I just turned 35 this month. For some reason, this birthday feels different, like I had attached something to the number 35, half way through my 30's you know. Numbers, huh. My toddler asked me how many numbers I was when we celebrated my birthday and he couldn't process 35 because he is three. The thing is, I don't usually feel 35 but then I looked in the mirror this week and I saw it. I had just put my face oil on one morning and I just saw a hag. Yep, I said to my husband "look at this hag"... I know, I know, that is NOT a positive vibe and I really do try to be positive and encouraging. I sort of feel like a faker. I will tell everyone and anyone to love themselves but apparently I can't abide by my own rules. I looked in the mirror and I saw someone that I almost don't recognize. I don't really like feeling this way. So, I'm putting it here and talking about it.

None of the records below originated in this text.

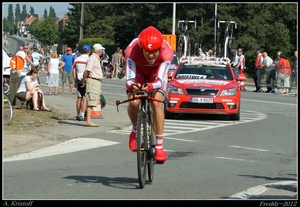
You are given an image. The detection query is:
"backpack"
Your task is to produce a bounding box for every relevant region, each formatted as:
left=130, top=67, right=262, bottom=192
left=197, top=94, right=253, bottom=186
left=26, top=92, right=43, bottom=110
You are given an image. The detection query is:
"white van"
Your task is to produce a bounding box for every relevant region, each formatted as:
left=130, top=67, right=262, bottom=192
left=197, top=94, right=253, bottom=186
left=2, top=47, right=12, bottom=79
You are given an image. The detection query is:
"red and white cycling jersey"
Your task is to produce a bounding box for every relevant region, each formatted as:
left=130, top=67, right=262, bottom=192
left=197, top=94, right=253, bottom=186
left=238, top=54, right=246, bottom=69
left=125, top=38, right=174, bottom=91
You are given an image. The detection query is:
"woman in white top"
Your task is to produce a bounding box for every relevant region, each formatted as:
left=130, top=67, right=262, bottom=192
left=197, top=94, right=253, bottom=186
left=47, top=52, right=65, bottom=95
left=17, top=66, right=50, bottom=111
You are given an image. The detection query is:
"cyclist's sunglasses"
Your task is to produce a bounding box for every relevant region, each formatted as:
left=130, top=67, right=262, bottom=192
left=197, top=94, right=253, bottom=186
left=143, top=49, right=160, bottom=55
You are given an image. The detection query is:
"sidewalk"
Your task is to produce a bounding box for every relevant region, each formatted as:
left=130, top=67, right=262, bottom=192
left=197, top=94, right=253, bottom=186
left=227, top=181, right=298, bottom=200
left=39, top=90, right=298, bottom=200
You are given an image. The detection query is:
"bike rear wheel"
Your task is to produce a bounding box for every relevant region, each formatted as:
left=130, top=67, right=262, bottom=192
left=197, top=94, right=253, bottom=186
left=137, top=111, right=148, bottom=188
left=148, top=119, right=156, bottom=182
left=2, top=93, right=14, bottom=125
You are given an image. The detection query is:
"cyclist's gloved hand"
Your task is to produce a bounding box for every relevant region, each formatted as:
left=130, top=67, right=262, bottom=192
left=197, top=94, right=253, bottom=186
left=129, top=83, right=141, bottom=92
left=142, top=83, right=153, bottom=93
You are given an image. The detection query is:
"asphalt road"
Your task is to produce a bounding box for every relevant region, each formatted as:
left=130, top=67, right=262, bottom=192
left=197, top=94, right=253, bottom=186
left=3, top=35, right=298, bottom=201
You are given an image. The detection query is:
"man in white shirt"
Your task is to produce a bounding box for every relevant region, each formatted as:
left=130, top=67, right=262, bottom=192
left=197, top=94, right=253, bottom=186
left=9, top=45, right=28, bottom=109
left=31, top=47, right=43, bottom=68
left=261, top=52, right=276, bottom=93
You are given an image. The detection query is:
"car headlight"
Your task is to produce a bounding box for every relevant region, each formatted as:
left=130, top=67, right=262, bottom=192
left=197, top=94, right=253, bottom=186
left=221, top=88, right=236, bottom=96
left=167, top=86, right=183, bottom=94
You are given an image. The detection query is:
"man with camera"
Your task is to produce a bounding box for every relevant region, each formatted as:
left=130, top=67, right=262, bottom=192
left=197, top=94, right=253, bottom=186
left=73, top=44, right=91, bottom=121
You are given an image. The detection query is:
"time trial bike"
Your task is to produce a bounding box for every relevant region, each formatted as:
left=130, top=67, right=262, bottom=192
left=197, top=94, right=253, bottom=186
left=116, top=86, right=164, bottom=188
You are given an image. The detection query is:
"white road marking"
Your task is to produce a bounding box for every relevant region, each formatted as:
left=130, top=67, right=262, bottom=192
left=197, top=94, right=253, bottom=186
left=108, top=110, right=267, bottom=137
left=228, top=146, right=269, bottom=152
left=3, top=138, right=120, bottom=162
left=226, top=181, right=297, bottom=200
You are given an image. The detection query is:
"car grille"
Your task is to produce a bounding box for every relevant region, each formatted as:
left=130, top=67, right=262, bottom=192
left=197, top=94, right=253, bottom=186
left=186, top=88, right=219, bottom=96
left=179, top=102, right=224, bottom=109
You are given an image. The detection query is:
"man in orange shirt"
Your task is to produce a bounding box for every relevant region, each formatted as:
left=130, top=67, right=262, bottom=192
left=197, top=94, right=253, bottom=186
left=253, top=47, right=263, bottom=92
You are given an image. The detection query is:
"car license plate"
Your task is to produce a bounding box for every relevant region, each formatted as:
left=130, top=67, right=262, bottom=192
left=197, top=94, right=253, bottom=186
left=191, top=97, right=214, bottom=103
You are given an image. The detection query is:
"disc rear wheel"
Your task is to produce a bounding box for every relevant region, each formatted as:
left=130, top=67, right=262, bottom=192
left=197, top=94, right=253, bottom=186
left=137, top=111, right=148, bottom=188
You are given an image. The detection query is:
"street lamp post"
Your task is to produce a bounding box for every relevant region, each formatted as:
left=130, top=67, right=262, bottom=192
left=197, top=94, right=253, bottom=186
left=79, top=3, right=84, bottom=40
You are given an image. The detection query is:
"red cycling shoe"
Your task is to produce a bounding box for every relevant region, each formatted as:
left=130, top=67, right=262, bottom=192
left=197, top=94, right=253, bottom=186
left=154, top=148, right=168, bottom=164
left=129, top=131, right=137, bottom=152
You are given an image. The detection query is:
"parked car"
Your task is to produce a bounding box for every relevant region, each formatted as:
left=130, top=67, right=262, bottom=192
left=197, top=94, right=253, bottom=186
left=165, top=57, right=241, bottom=120
left=168, top=53, right=179, bottom=81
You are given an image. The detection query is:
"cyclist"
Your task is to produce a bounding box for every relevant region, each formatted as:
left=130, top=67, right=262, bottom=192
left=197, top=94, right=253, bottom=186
left=125, top=26, right=174, bottom=163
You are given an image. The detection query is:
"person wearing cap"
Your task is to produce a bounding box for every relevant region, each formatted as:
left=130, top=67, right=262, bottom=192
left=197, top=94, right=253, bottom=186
left=278, top=53, right=292, bottom=94
left=111, top=49, right=122, bottom=79
left=73, top=44, right=91, bottom=121
left=253, top=47, right=263, bottom=92
left=83, top=43, right=105, bottom=127
left=198, top=48, right=206, bottom=57
left=262, top=51, right=276, bottom=93
left=47, top=52, right=65, bottom=95
left=125, top=26, right=174, bottom=163
left=61, top=47, right=75, bottom=94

Aging is a natural part of life. If we're lucky, we get to age, right? Being appreciative for that every day, that's easier said than done. To be grateful for what I view as a deteriorating appearance, well, it just doesn't come naturally. Having a positive view of my looks has never been something that has been a strong suit of mine but I've managed to push through any rough patches. This is different though. Aging brings about change. With emotional and intellectual maturity comes the signs of aging. Boo.  I see the wrinkles around my eyes, the creases in my forehead. I see the dark circles and the gray hair coming in because I just have not had to do something about it. I am wearing my worry on my face (don't get me started on political climate aging me).  All of a sudden, I see the age and it's a real bummer. It's as if I woke up 4+ years after getting married and having kids and looked in the mirror again.


It's hard to say what can change this view of myself. I've had my picture taken recently, whether out and about or a shoot for my blog. When I look at these pictures, I automatically zone in on how very old I feel like I'm looking. "Why can't I age gracefully? Why is it so hard to lose weight? This is isn't reversible!" Here's the thing though, who says that I'm not aging gracefully? Not to get all "society blaming" but I look at men getting older and think, wow, has he gotten more handsome- I'm sort of programmed to think that way. Women do not get the same treatment and I say that with complete honesty, because I catch myself thinking, "she looks good for her age" when I should just be thinking that she looks good.


I cannot turn back time and I cannot do anything about the signs of aging that I'm not already physically doing. It's my attitude that has to change and it's not going to be easy but I can make it a priority, I think that I'm going to start by not being so hard on myself when I'm just getting through my days some days, you know? Starting tomorrow, I'm going to try to something, even if it's tiny, to make myself feel positively about myself. An affirmation about something I'm doing well, a dab of lipgloss and or how about not rolling my eyes when my husband says I'm pretty; this should help me ease into this new adventure called "acceptance of aging". Accepting that I am going to age is the first step. Being able to joke about having a metabolism once upon a time is the second step and counting myself lucky to have the experiences in life that bring about age, well that's the most important step. That's what I need to concentrate on. So yeah, that's how I feel about that.